This morning I woke before my alarm went off, looking at the clock and reading that it was seven I realised the inevitable and decided I needed to get up. I tried to turn the alarm clock off and was a little surprised to find I’d not set it last night.
My thoughts then ran as follows: “What needs doing? Get the children to school… pack lunch boxes… have I washed them from Friday yet? No I haven’t. How have I managed to get through a weekend and not wash them? Gosh that weekend was short! What did we do Sunday? Sunday? I don’t remember Sunday. I think today’s Sunday…”
At this point I checked my phone, and it agreed, blurrily, that it was Sunday.
I think my morning confusion may have been the lingering result of over-tiredness following a trip to Ikea and subsequent furniture building.
For a very long time my 4-shaft loom has been stored away because there hasn’t been anywhere suitable to use it. Eventually I realised that there was a space in the lounge behind the sofa, but I then couldn’t find a table the right size. I looked at the treadle kit and stand for it. But not only do I not want to use the treadles (it would still be a table loom, as there is only a one-to-one correspondence between the treadles and the shafts) but it is also incredibly expensive. I couldn’t find a table that was the right size either. The loom is around 74cm deep and nearly a metre wide, and getting a table to accommodate it, that wasn’t too big, was proving tricky. I had been considering making a table top and getting trestle legs from Ikea to make a table, but the space between the legs would be inadequate, and so my loom continued to sit, unused.
Then as I planned a trip to Ikea (the aim of which was to buy something to store my son’s lego, now organised into colours) I spotted a new table. 74cm deep and 125cm wide.
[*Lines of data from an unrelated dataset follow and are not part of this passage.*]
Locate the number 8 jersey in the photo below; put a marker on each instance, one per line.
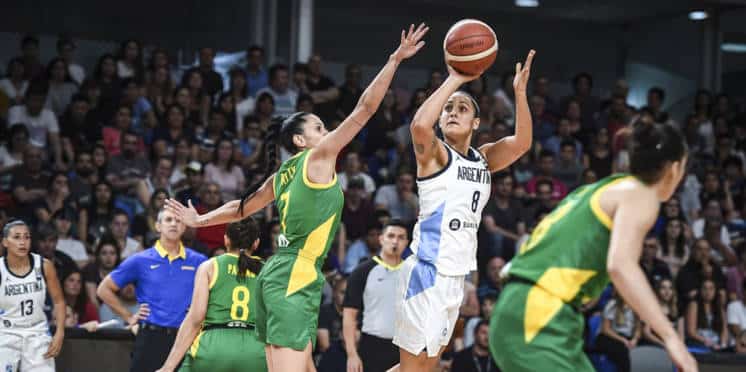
(451, 204)
(22, 297)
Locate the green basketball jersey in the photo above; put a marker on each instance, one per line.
(309, 217)
(566, 253)
(230, 299)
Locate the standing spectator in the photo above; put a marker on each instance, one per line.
(329, 334)
(224, 172)
(168, 261)
(284, 98)
(369, 291)
(620, 332)
(41, 123)
(705, 318)
(65, 50)
(212, 80)
(14, 84)
(256, 74)
(399, 199)
(476, 358)
(74, 248)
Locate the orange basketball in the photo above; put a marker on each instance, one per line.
(470, 46)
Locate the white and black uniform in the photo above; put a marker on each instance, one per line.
(24, 330)
(444, 246)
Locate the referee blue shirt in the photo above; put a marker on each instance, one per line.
(163, 282)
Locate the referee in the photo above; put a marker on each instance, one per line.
(164, 278)
(370, 289)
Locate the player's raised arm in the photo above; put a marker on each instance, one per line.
(505, 151)
(411, 42)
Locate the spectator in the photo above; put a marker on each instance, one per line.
(669, 303)
(369, 291)
(213, 81)
(106, 257)
(329, 334)
(358, 210)
(256, 75)
(119, 228)
(61, 86)
(653, 267)
(620, 332)
(168, 261)
(399, 199)
(65, 50)
(66, 244)
(705, 319)
(352, 170)
(283, 97)
(363, 248)
(41, 123)
(545, 171)
(15, 84)
(224, 172)
(476, 358)
(129, 61)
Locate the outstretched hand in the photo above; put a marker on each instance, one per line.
(411, 42)
(520, 81)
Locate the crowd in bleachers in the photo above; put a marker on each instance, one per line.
(88, 157)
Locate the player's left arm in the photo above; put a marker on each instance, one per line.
(507, 150)
(55, 292)
(192, 324)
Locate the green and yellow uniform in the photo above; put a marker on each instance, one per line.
(536, 324)
(227, 341)
(290, 284)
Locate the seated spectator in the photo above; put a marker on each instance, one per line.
(399, 199)
(476, 358)
(106, 257)
(705, 319)
(653, 267)
(225, 172)
(620, 332)
(119, 229)
(362, 248)
(74, 248)
(674, 247)
(669, 304)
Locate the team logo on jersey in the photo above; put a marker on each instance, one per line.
(455, 224)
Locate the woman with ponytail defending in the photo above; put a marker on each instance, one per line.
(220, 323)
(309, 200)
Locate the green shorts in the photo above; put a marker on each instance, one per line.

A little wider than ideal1, and I’ll admit a little more than I’d really wanted to pay, but it had been a long time, and a table loom isn’t a cheap tool to have sitting unused. So on Friday evening a table was bought in Ikea (along with the inevitable random purchases that get you looking at the end bill in amazement) and I drove home, much, much, later than I had envisaged, with a full weekend of other commitments ahead of me.
So it was on Wednesday when I finally got around to building the table. Then I got the loom on it, thought for a few moments and decided it was time for new challenges and whipped off the old weaving (rescuing a section of completed overshot) before dusting it down and starting to plan a new project. By the evening I’d found the free pattern drafting software I’d used before (it’s called Weave Design and is available from here) dived into my stash and found some promising 4 ply yarn, done some sums on the back of an old letter, retrieved the home made warping board from its hiding place, and wound a warp of 13′ 8” tied it up in all the right places (and a few extra ones just in case) and chained it up ready for the next stage.
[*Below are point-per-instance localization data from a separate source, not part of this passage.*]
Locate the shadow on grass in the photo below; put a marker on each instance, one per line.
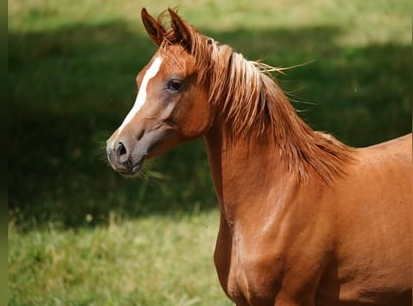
(69, 89)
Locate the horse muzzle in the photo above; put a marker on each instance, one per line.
(125, 156)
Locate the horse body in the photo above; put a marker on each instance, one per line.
(305, 219)
(307, 244)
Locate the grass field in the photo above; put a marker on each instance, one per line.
(79, 234)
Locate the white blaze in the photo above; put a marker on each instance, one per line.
(141, 97)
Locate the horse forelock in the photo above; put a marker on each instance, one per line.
(254, 105)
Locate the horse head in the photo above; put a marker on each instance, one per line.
(171, 105)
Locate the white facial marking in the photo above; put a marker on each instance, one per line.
(141, 97)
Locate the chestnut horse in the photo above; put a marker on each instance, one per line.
(305, 220)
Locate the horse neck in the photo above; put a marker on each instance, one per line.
(244, 169)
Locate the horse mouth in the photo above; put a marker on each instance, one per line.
(128, 168)
(132, 169)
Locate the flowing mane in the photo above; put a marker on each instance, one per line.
(255, 106)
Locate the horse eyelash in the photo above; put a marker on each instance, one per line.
(174, 85)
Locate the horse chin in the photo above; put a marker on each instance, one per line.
(133, 169)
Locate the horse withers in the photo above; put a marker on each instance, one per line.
(305, 219)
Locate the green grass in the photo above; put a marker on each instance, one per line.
(150, 261)
(80, 234)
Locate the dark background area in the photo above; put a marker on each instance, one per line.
(70, 89)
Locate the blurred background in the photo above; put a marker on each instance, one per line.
(72, 67)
Thursday, was spent winding on the warp (including finding suitable paper, and then some more card when that ran out) and threading the heddles (I really believe there must be a quicker way to do this bit, it does seem to take a long time, even with under a hundred ends). Before I went to bed I tied string around the shaft pedals to stop the children playing with them (it turns out this wasn’t enough, as the children just lifted the shafts manually, without the pedals, but fortunately didn’t dislodge any of the knots holding the threads in place).
Friday I sleyed the reed (so quick compared to the heddles) and tied the warp onto the front beam, using the same method I recently used on my rigid heddle loom, wove a header, wove a little more to test the threading and then got underway…

I’ve not had much time over the last couple of days to make more progress, but I’m really enjoying having my loom back in operation. I’d barely got into spinning before I bought the table loom, so my spinning has progressed a very long way (including into fancy textured art yarns) and I now need to work out how my yarns and my loom are going to play together.
1 – It turns out the table isn’t too wide. There are 6 inches on each side of the loom. Just the right amount of space to bolt an anglepoise lamp on one side, clamp my swift on the other (for somewhere to store it when not in use) and to keep useful tools (like scissors and tape measure) to hand.